Des échéances étant demeurées impayées, la société FRANFINANCE a, par lettre recommandée avec accusé de réception du 22 juillet 2024, mis en demeure Mme [C] [L] de s’acquitter de la somme de 298,14 euros dans un délai de 15 jours, sous peine de déchéance du terme.
Par courrier recommandé avec accusé de réception de commissaire de justice du 14 octobre 2024, la société FRANFINANCE a informé Mme [C] [L] du prononcé de la déchéance du terme.
Par acte de commissaire de justice en date du 12 juin 2025, la société FRANFINANCE a fait assigner Mme [C] [L] devant le juge des contentieux de la protection du tribunal judiciaire de Paris aux fins de:
— dire et juger que la déchéance du terme est acquise et à défaut, prononcer la résiliation judiciaire du contrat de crédit,
— condamner Mme [C] [L] à lui payer la somme de 8288,09 euros au taux conventionnel de 1,99% à compter du 14 octobre 2024,
— ordonner la capitalisation des intérêts,
— condamner Mme [C] [L] à payer la somme de 500 euros au titre de l’article 700 du code de procédure civile, ainsi qu’aux dépens.

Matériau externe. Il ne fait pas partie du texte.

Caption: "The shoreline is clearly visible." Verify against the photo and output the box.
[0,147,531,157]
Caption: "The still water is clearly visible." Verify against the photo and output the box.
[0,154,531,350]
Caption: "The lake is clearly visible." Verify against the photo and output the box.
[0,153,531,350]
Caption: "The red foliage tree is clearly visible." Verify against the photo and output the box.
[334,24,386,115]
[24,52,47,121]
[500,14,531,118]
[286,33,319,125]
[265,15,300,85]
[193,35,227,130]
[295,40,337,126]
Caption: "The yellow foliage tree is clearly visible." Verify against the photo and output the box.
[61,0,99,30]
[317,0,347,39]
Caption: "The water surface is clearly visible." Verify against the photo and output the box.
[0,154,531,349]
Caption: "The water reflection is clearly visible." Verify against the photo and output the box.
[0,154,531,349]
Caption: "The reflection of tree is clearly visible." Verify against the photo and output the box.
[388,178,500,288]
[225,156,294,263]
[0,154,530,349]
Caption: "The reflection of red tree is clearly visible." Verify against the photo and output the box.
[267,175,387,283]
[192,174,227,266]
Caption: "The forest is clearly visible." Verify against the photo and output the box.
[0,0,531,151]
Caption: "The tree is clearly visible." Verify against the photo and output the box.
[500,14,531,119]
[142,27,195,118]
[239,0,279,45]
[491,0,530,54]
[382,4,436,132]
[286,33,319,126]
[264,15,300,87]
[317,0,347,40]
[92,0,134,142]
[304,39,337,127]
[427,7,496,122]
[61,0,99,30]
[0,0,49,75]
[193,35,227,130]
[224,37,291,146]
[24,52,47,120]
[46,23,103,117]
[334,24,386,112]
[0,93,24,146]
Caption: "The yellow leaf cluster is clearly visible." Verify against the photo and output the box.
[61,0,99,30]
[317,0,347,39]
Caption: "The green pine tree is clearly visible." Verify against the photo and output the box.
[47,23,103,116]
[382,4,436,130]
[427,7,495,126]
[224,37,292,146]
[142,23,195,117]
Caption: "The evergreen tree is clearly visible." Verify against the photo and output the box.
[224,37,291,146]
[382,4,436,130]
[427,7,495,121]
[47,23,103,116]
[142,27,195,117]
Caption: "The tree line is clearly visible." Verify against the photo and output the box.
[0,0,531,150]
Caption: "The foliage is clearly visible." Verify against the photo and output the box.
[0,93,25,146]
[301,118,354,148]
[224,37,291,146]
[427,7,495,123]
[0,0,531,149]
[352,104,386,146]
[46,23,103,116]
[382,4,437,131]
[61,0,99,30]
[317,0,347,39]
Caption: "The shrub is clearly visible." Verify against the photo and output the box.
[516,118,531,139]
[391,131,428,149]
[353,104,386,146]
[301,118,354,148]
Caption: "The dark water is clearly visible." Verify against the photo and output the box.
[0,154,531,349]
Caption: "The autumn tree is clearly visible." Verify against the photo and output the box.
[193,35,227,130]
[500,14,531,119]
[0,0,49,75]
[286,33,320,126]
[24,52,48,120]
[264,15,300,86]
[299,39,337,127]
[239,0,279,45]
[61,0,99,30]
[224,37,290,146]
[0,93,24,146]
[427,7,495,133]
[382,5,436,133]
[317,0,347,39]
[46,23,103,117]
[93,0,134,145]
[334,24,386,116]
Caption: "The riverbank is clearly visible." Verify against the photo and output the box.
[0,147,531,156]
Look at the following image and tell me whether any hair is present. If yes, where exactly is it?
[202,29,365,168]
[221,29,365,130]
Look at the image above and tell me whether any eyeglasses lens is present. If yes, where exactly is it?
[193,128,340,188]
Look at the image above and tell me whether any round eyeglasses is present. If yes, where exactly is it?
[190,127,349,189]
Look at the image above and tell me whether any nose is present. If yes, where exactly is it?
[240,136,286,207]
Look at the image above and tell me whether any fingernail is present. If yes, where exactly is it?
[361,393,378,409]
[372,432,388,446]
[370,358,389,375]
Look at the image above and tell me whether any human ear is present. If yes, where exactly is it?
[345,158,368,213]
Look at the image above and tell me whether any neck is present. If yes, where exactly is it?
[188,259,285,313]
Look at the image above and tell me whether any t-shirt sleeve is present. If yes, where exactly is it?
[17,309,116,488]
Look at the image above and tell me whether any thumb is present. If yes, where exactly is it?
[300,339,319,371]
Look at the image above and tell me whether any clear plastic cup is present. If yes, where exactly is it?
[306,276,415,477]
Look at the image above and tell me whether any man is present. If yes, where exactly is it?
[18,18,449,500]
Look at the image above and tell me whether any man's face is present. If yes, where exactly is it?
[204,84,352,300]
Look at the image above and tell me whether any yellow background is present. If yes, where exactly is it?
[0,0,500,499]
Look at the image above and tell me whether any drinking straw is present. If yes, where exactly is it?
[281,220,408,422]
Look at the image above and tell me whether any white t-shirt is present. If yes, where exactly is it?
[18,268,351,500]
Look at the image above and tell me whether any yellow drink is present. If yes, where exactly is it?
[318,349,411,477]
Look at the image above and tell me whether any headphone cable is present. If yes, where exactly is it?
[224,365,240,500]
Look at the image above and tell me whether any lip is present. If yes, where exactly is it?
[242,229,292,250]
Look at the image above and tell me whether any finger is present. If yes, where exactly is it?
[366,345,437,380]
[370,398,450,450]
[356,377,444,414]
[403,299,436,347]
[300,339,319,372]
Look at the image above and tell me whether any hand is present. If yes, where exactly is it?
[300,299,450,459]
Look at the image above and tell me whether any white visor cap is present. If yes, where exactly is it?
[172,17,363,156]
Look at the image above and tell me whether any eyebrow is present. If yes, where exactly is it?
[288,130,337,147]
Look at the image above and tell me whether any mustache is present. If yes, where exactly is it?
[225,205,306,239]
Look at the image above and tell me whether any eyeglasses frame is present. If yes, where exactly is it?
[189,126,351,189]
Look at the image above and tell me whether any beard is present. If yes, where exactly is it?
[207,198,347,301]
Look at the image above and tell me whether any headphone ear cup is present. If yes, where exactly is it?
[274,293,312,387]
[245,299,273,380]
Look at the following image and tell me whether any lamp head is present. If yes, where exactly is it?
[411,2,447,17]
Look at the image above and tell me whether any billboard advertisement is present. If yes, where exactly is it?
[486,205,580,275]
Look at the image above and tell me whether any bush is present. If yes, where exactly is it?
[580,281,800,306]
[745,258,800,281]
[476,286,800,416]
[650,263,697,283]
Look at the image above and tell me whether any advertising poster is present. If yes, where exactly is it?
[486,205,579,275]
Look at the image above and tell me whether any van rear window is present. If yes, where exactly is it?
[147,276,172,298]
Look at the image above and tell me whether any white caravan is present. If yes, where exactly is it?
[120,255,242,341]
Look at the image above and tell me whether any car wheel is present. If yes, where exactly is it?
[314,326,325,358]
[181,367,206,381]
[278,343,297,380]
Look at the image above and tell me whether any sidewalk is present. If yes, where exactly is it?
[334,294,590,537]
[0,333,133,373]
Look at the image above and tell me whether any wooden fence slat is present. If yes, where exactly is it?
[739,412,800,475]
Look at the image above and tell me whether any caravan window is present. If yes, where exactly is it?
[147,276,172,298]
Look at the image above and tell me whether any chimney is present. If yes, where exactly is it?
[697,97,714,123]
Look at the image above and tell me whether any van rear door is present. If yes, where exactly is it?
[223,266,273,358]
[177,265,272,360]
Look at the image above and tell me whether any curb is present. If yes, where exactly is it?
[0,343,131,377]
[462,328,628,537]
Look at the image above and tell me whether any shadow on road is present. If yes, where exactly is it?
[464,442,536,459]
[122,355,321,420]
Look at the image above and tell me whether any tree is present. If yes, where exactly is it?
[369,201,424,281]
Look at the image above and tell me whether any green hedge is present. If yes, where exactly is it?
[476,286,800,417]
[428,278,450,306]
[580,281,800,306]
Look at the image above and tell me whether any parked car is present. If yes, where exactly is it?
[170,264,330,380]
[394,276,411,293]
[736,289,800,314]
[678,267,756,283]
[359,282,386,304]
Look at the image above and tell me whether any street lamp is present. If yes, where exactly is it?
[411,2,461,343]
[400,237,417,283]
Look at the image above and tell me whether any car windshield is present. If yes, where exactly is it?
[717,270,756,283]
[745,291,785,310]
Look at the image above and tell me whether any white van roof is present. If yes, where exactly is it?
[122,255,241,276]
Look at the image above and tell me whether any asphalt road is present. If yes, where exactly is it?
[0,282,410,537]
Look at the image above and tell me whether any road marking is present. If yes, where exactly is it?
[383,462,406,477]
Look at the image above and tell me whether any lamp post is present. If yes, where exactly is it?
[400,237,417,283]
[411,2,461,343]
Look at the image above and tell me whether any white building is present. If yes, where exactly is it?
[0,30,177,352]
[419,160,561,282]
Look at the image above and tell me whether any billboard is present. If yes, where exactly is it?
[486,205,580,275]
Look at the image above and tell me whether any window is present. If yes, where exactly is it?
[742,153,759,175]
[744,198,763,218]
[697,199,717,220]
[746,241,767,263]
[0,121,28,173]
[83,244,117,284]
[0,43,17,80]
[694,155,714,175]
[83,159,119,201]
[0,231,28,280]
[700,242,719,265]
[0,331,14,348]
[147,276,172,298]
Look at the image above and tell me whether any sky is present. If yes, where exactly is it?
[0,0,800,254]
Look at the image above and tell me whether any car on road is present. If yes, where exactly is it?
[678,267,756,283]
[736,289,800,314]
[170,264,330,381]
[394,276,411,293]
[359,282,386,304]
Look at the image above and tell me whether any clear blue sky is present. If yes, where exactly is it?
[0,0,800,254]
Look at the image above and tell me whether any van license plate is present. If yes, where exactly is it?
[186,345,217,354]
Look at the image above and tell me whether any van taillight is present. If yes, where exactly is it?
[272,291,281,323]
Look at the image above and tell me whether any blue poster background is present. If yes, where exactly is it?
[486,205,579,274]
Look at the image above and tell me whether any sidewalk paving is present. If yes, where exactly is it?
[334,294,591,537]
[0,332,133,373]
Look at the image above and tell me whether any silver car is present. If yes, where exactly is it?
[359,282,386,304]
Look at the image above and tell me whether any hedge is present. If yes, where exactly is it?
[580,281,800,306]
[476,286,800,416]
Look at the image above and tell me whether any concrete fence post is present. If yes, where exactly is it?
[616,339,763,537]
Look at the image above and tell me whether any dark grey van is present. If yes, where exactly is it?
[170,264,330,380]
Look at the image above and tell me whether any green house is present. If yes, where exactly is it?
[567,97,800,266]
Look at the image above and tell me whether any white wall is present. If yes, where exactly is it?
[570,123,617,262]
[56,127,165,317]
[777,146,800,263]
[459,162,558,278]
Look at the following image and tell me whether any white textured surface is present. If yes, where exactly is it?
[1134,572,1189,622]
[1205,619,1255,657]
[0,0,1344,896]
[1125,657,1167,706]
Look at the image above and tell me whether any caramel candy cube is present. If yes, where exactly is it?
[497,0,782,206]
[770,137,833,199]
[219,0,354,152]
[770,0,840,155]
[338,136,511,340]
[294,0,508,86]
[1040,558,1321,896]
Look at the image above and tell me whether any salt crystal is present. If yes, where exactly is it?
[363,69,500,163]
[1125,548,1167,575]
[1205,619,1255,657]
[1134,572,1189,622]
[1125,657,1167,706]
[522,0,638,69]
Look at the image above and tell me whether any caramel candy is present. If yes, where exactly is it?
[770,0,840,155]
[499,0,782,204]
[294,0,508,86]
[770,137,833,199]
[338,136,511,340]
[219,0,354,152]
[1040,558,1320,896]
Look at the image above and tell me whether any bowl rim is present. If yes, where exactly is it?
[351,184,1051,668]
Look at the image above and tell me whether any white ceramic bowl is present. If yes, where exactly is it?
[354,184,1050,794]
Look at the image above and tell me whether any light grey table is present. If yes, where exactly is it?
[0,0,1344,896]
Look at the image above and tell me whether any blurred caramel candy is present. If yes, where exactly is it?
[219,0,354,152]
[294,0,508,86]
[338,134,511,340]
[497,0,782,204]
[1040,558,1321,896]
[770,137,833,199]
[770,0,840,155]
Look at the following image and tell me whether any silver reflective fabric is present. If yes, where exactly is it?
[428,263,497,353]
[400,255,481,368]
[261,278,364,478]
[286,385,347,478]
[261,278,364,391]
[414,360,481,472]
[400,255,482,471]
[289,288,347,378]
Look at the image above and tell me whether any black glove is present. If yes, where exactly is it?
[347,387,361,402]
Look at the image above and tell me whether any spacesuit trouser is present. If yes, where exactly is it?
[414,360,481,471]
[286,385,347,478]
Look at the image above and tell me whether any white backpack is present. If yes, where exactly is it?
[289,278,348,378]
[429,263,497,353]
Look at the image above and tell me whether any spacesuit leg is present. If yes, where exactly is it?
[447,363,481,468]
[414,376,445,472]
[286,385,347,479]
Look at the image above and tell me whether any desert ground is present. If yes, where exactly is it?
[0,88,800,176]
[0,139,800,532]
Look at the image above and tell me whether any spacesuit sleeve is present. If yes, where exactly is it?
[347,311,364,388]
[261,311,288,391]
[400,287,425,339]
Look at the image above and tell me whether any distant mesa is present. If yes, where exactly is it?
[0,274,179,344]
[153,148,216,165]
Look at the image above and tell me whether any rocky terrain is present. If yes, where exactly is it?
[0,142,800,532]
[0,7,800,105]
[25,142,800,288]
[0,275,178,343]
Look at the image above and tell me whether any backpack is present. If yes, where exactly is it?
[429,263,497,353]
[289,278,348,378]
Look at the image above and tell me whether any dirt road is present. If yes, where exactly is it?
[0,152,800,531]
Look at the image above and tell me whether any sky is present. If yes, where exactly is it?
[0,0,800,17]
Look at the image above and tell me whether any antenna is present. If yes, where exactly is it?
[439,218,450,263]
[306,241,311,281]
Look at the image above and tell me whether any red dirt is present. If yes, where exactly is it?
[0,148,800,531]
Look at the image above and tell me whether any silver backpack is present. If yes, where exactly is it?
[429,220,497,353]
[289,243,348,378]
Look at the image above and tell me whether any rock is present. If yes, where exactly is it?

A l’audience du 1er décembre 2025, la société FRANFINANCE, représentée par son conseil, a demandé le bénéfice de son acte introductif d’instance.
La nullité, la forclusion, la déchéance du droit aux intérêts contractuels (FIPEN, notice d’assurance, FICP, vérification de la solvabilité) et légaux ont été mises dans le débat.
Assigné à étude, Mme [C] [L] n’a pas comparu et ne s’est pas faite représenter.
L’affaire a été mise en délibéré au 5 février 2026 par mise à disposition au greffe.
MOTIVATION
Selon l’article 472 du code de procédure civile, lorsque le défendeur ne comparaît pas, il est néanmoins statué sur le fond. Le juge ne fait alors droit à la demande que s’il l’estime régulière, recevable et bien fondée.
Selon l’article R.632-1 du code de la consommation, le juge peut relever d’office tous les moyens tirés de l’application des dispositions de ce code.
Il convient donc, en l’espèce, d’appliquer d’office aux contrats litigieux les dispositions du code de la consommation en vigueur au 26 août 2020 sur lesquelles les parties ont été en mesure de présenter leurs observations, conformément aux dispositions de l’article 16 du code de procédure civile.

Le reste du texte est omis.